Long minutes passed. His eyelids shifted. The moment he saw me, something in his face climbed — relief, and a different kind of warmth. He struggled upright. "Shu'er."

"Don't move. They only just dressed the wounds." I kept my voice flat, too spent for inflection.

"Alright." He tried to put brightness into the word.

I watched him smile that broken smile. Something hollow gathered in my chest. "Since Consort Zhen passed, you have never stopped watching over me. I have no way to repay that, except to hope—"

He cut me off, voice low, a coaxing humor to it: "Then repay me with yourself. How does that sound?"

"Brother." I turned away sharply. "Don't joke."

He said nothing. His fingers closed around my arm.

We were still like that when Xiao Tao appeared at the door, Xiao Limo behind her.

"Princess." She pointed to the shadows under her own eyes. "I've run out of ways."

"Limo. Come here."

"Sister." His pout was aggrieved, and his gaze slid deliberately to the man in the bed. "Sister has been gone two nights. Limo hasn't had anyone to sleep beside."

The Crown Prince's face shuttered. The look he turned on Xiao Limo was blade-thin. "The once-feared Young General of the Xiao Family Army — reduced to this."

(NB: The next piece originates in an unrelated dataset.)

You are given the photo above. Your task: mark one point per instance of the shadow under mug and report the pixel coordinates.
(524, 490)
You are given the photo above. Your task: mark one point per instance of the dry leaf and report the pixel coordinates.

Something flickered in Xiao Limo's eyes. His arms tightened around me, but his gaze stayed level on the Crown Prince. "Sister. I don't like it here. Let's go home."

"Wait outside for me."

When Xiao Tao had led him out, I tucked the Crown Prince's blanket back into place. "Brother. Da Qi needs you."

He rolled toward me, urgent. "What about you? Do you need me?" A fresh bloom of red stained the bandage around his ribs.

"You have cared for me for years. That is more than enough."

He smiled — pale, paper-thin — and turned to the window. "As you wish."